Electrons of suitable atoms when undertake (non-stop) infinitesimal displacements within the clamped energy knots (where atoms do not deal with the elongation or deformation), they can generate radiations of different types (rather than photons). (When the required amount of heat energy was available, a unit photon generated by the forward direction cycle or reverse direction cycle of confined interstate electron dynamics of silicon atom [6].) Solid atoms when deal with the transition states and electrons are jammed within the clamped energy knots under the availability of tits and bits of heat energy, they do not deal with the elastically driven electronic states. So, under plastically driven electronic states, solid atoms keep the elongation or deformation. It means that atoms have been solidified. This is also the case in arrays of solid atoms as they convert into the structures of smooth elements [4].

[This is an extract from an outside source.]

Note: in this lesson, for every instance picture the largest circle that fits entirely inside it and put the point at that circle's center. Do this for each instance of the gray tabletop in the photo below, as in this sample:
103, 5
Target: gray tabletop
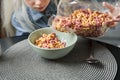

To clamp the tiniest masses called electrons by the net of energy knots, it is required to form filled and unfilled states of an atom as discussed above. Formation (growth) of the highly purified form of matter in the smallest shape is an unprecedented phenomenon of nature. Formation of the tiniest matter and nets of energy knots to shape atoms requires a suitable environment. So, the formation (growth) of atoms locates a suitable environment to reveal the features. The characteristics of atoms for each element are different, which can be categorized in already named classes, such as gaseous atoms, semisolid atoms and solid atoms. Hence, the growth of atoms in any class of element is in its respective environment. Naturally, this is according to the conditions that are required to grow atoms of a distinct nature. Formations of energy knots and electrons are related to one of the most extra-ordinary processes. So atoms of different elements grow at suitable places of the exerting forces.
Atoms of gaseous states grow in their respective environment, which can be in different zones of space, so astronomers, environmentalists, chemists, space scientists and those working in the allied areas can look into the nature of growing atoms. Atoms of semisolid states grow at ground level, so electrical engineers, earth scientists, physicists, environmentalists and those working in the allied areas can look into the nature of growing atoms. Atoms of solid behaviors grow below the ground surface, so metallurgists, geologists, chemical engineers, chemists, paleontologists and those working in the allied areas can look into the nature of growing atoms.
Different behaviors of atoms discussed here enflame new insights. Atoms start functioning for the possible transition states while dealing with the varying energy and force. The presented scheme of atoms allows one to develop atoms with different lattices and electrons, so it works for the new diversity of matter. As this study deals with the general discussions, where incremental changes depend on the schemes of intercrossing photons, filled and unfilled states, orientation force, potential energy of electrons and distribution of the electrons in atom. So, there can be a room for further discussions and such investigations lead to attest sustainable utilization of resources.